World Health Organization warns of possible superbug 'global health emergency'
Antibiotics under development might not be strong enough to combat the growing threat of multi-drug-resistant infections, or superbugs, a World Health Organization report says.
The report found few treatment options for antibiotic-resistant infections identified by WHO as the most threatening, including drug-resistant tuberculosis, which kills about 250,000 people each year.
“Antimicrobial resistance is a global health emergency that will seriously jeopardize progress in modern medicine,” Tedros Adhanom Ghebreyesus, director-general of WHO, said in a statement. “There is an urgent need for more investment in research and development for antibiotic-resistant infections including TB. Otherwise, we will be forced back to a time when people feared common infections and risked their lives from minor surgery.”

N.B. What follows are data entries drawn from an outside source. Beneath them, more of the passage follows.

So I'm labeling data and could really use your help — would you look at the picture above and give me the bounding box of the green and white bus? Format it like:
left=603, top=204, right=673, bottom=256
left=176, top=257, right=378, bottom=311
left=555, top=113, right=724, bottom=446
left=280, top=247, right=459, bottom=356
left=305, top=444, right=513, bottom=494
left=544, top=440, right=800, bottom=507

About 700,000 people worldwide die annually as a result of drug-resistant infections such as drug-resistant tuberculosis, HIV and malaria.
The authors of the report identified 51 antibiotics and biologicals that are in clinical development. But WHO said only eight of these are deemed to be innovative treatments that will add value to the antibiotic arsenal.
Dr. Amesh Adalja, an infectious-disease expert living in Pittsburgh, said the report is alarming but has encouraging aspects.
“It is encouraging that there is a pipeline of new products. However, only a limited number of them are innovative enough to be able to stave off resistance for only a short period of time,” said Adalja, a senior associate of the Johns Hopkins Center for Health Security.
“The evolutionary mechanisms that bacteria possess will always outpace our ability to develop new products, and resistance to traditional antibiotic compounds is to be expected,” Adalja said. “The few truly innovative solutions detailed in the WHO report, which include vaccines, antibody-based therapies and bacteriophages (viruses that attack bacteria), will hopefully make it to market and allow physicians to have new targeted tools that may change the paradigm of how infection will be treated.”